2. Bij de aangevallen uitspraak heeft de rechtbank het beroep tegen het bestreden besluit ongegrond verklaard. De rechtbank heeft daartoe, samengevat, als volgt overwogen. Niet in geschil is dat appellante over een inkomen beschikt dat hoger is dan de norm van 120% van de voor haar geldende bijstandsnorm. Het door het college gevoerde beleid dat in het geval het inkomen van een betrokkene 20% boven de voor hem geldende bijstandsnorm ligt hij over voldoende draagkracht beschikt om de kosten van de zorgpremie uit zijn bijstand en/of overige middelen te voldoen, gaat naar het oordeel van de rechtbank de grenzen van een redelijke beleidsbepaling niet te buiten. Daarbij heeft de rechtbank de omvang van de extra middelen die appellante heeft ten opzichte van een betrokkene die uitsluitend bijstand ontvangt in aanmerking genomen evenals de omstandigheid dat het college bij de vaststelling van het netto inkomen geen rekening houdt met de zorg- en huurtoeslag. Voorts kan appellante voor andere uit bijzondere omstandigheden voortvloeiende noodzakelijke kosten van het bestaan zelfstandig bijzondere bijstand aanvragen. Omdat de Participatiewet voorziet in een decentrale uitvoering, is de mogelijkheid van een verschillende uitvoering per gemeente daarmee een gegeven. Appellante heeft naar het oordeel van de rechtbank geen feiten en omstandigheden aangevoerd op grond waarvan het college had moeten afwijken van het gevoerde beleid. De beschrijving van de kostenposten al dan niet onder vermelding van een bedrag is daartoe onvoldoende.

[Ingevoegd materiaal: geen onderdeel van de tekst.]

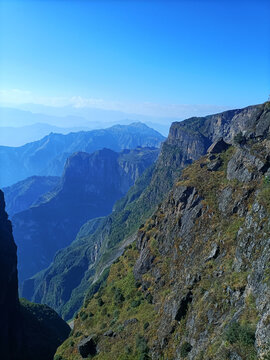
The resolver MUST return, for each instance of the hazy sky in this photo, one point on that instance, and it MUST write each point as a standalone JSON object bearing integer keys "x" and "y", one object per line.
{"x": 149, "y": 56}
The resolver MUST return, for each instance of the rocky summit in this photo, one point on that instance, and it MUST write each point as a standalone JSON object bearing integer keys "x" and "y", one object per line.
{"x": 195, "y": 282}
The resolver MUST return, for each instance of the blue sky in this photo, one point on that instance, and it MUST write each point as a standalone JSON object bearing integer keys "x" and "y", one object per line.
{"x": 135, "y": 55}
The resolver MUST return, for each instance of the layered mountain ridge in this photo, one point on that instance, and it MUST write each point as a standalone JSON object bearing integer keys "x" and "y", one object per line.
{"x": 195, "y": 283}
{"x": 47, "y": 157}
{"x": 89, "y": 187}
{"x": 95, "y": 250}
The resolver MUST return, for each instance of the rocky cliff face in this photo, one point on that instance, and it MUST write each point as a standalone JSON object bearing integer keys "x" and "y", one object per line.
{"x": 28, "y": 331}
{"x": 27, "y": 193}
{"x": 47, "y": 157}
{"x": 95, "y": 250}
{"x": 10, "y": 337}
{"x": 196, "y": 284}
{"x": 90, "y": 185}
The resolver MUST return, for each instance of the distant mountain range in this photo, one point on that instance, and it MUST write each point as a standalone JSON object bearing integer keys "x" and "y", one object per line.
{"x": 89, "y": 187}
{"x": 46, "y": 157}
{"x": 19, "y": 127}
{"x": 19, "y": 136}
{"x": 26, "y": 193}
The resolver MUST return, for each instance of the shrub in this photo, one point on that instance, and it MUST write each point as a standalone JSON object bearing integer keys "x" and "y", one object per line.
{"x": 83, "y": 315}
{"x": 100, "y": 302}
{"x": 118, "y": 297}
{"x": 185, "y": 349}
{"x": 135, "y": 303}
{"x": 141, "y": 345}
{"x": 242, "y": 334}
{"x": 57, "y": 357}
{"x": 146, "y": 325}
{"x": 239, "y": 138}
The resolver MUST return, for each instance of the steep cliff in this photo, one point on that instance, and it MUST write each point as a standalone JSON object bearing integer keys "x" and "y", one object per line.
{"x": 10, "y": 337}
{"x": 28, "y": 331}
{"x": 27, "y": 193}
{"x": 195, "y": 284}
{"x": 89, "y": 187}
{"x": 47, "y": 156}
{"x": 96, "y": 250}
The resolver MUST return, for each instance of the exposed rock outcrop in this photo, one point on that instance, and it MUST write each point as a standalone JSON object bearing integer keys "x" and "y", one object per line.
{"x": 197, "y": 280}
{"x": 28, "y": 331}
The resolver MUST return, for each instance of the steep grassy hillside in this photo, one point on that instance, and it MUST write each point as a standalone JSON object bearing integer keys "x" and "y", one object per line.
{"x": 187, "y": 141}
{"x": 195, "y": 284}
{"x": 89, "y": 187}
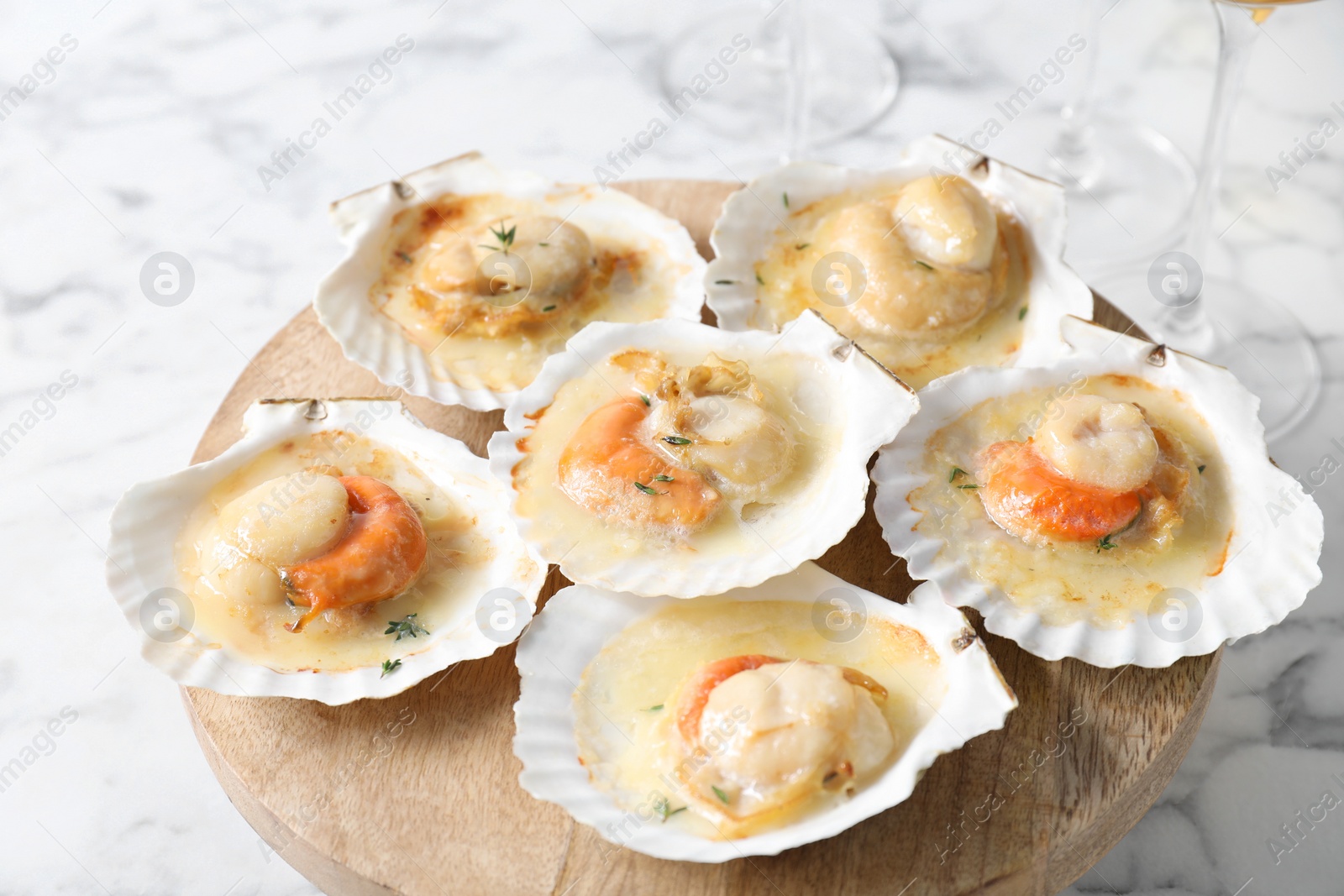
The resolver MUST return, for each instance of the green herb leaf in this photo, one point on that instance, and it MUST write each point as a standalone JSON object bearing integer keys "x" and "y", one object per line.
{"x": 664, "y": 809}
{"x": 506, "y": 237}
{"x": 407, "y": 627}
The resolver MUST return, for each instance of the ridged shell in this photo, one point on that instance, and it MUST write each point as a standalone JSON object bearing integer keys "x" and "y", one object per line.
{"x": 363, "y": 221}
{"x": 871, "y": 406}
{"x": 150, "y": 516}
{"x": 578, "y": 621}
{"x": 752, "y": 215}
{"x": 1272, "y": 557}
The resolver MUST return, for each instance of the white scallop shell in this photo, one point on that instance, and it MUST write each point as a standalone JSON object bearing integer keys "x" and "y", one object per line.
{"x": 578, "y": 622}
{"x": 363, "y": 221}
{"x": 1273, "y": 559}
{"x": 873, "y": 402}
{"x": 750, "y": 217}
{"x": 150, "y": 516}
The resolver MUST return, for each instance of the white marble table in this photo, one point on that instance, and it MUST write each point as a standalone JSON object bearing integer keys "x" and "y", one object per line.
{"x": 148, "y": 136}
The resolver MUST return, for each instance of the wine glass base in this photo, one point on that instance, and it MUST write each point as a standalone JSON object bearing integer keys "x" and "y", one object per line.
{"x": 853, "y": 78}
{"x": 1260, "y": 340}
{"x": 1129, "y": 191}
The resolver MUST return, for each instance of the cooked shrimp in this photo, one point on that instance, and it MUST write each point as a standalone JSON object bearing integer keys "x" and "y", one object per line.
{"x": 611, "y": 470}
{"x": 381, "y": 553}
{"x": 696, "y": 694}
{"x": 1028, "y": 497}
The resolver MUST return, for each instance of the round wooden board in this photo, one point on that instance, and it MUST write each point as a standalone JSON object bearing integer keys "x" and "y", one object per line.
{"x": 418, "y": 794}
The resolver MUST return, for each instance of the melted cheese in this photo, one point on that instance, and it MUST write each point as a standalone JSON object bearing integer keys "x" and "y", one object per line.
{"x": 797, "y": 434}
{"x": 1065, "y": 582}
{"x": 627, "y": 728}
{"x": 940, "y": 291}
{"x": 276, "y": 510}
{"x": 491, "y": 285}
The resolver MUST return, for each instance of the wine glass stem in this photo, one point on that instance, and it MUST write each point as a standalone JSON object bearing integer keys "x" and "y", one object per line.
{"x": 1077, "y": 113}
{"x": 1236, "y": 35}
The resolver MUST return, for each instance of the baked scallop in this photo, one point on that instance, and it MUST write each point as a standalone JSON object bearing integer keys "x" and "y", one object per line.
{"x": 461, "y": 278}
{"x": 685, "y": 459}
{"x": 746, "y": 723}
{"x": 1117, "y": 506}
{"x": 931, "y": 269}
{"x": 338, "y": 551}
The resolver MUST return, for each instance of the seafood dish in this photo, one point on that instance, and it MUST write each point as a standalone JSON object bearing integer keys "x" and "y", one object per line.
{"x": 1112, "y": 506}
{"x": 338, "y": 537}
{"x": 750, "y": 721}
{"x": 675, "y": 458}
{"x": 461, "y": 278}
{"x": 929, "y": 270}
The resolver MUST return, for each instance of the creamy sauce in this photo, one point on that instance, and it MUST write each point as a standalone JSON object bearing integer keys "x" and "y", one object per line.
{"x": 633, "y": 685}
{"x": 1066, "y": 582}
{"x": 589, "y": 543}
{"x": 250, "y": 621}
{"x": 785, "y": 289}
{"x": 499, "y": 342}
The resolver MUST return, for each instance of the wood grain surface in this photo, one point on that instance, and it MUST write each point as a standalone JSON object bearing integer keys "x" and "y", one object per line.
{"x": 418, "y": 794}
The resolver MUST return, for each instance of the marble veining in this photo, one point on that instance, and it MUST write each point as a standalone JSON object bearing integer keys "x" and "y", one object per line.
{"x": 150, "y": 136}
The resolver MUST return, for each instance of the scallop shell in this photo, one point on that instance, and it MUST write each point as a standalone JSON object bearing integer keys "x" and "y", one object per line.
{"x": 363, "y": 221}
{"x": 874, "y": 405}
{"x": 150, "y": 516}
{"x": 752, "y": 215}
{"x": 580, "y": 620}
{"x": 1273, "y": 559}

3. In hoger beroep heeft appellante zich tegen de aangevallen uitspraak gekeerd. Daartoe heeft appellante – samengevat – aangevoerd dat zij weliswaar over een inkomen van meer dan 120% van de voor haar van toepassing zijnde bijstandsnorm beschikt, maar dat zij zodanig veel kosten heeft dat draagkracht ontbreekt.

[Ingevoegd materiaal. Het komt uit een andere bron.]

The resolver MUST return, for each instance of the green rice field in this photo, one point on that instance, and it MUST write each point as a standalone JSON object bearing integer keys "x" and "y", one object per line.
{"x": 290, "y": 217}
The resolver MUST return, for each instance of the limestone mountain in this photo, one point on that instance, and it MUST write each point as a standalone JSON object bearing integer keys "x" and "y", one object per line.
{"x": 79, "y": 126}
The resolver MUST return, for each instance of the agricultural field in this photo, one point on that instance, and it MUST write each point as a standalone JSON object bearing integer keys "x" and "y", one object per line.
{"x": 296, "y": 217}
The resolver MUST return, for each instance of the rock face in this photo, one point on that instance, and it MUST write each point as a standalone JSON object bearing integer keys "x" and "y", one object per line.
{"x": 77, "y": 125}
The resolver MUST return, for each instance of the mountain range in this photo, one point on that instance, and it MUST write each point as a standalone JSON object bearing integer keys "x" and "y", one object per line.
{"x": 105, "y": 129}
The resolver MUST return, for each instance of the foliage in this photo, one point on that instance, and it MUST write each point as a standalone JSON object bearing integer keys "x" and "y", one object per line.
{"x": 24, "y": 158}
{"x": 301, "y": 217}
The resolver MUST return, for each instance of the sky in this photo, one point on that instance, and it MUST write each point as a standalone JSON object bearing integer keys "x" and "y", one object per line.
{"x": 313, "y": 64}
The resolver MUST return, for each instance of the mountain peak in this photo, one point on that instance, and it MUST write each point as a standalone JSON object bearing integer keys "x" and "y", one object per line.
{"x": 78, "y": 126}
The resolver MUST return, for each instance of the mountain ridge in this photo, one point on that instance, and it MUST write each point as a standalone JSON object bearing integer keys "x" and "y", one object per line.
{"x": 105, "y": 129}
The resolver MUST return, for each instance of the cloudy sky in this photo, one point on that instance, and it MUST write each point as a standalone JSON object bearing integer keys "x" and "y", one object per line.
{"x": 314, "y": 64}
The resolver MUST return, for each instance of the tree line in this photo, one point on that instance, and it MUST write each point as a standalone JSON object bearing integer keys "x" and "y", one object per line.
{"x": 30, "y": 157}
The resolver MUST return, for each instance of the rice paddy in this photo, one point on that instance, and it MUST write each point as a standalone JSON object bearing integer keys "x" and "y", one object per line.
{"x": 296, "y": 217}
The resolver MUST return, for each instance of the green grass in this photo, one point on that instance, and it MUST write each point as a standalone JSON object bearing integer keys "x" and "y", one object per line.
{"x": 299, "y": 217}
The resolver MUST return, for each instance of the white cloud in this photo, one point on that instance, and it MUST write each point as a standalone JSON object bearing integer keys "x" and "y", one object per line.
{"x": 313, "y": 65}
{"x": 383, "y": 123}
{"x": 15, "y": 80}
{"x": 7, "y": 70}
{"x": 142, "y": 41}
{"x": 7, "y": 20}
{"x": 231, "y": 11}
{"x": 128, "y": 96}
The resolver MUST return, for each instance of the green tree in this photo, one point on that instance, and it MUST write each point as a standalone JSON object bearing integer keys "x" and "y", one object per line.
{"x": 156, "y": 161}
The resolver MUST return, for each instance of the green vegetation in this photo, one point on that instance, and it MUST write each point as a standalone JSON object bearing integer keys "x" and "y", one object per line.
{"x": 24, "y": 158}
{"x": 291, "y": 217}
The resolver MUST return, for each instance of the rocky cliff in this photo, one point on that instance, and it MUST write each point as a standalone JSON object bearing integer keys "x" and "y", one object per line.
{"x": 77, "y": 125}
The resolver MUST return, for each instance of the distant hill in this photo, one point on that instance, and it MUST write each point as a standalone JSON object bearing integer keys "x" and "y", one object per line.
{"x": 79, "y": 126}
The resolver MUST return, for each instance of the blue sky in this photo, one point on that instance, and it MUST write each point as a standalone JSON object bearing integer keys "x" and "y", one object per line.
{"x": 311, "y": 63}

4. De Raad komt tot de volgende beoordeling.
4.1.
De gronden die appellante in hoger beroep heeft aangevoerd zijn een herhaling van wat zij in beroep heeft aangevoerd. De rechtbank is gemotiveerd op die gronden ingegaan. Appellante heeft geen redenen aangevoerd waarom de gemotiveerde weerlegging van de betrokken gronden in de aangevallen uitspraak onjuist dan wel onvolledig is. De Raad kan zich geheel vinden in het oordeel van de rechtbank en in de overwegingen, zoals onder 2 weergegeven, waarop dat oordeel rust.
4.2.
Gelet op 4.1 slaagt het hoger beroep niet, zodat de aangevallen uitspraak zal worden bevestigd.
5. Voor een veroordeling in de proceskosten bestaat geen aanleiding.

BESLISSING

De Centrale Raad van Beroep bevestigt de aangevallen uitspraak.
Deze uitspraak is gedaan door E.C.R. Schut, in tegenwoordigheid van S.H.H. Slaats als griffier. De beslissing is uitgesproken in het openbaar op 8 oktober 2019.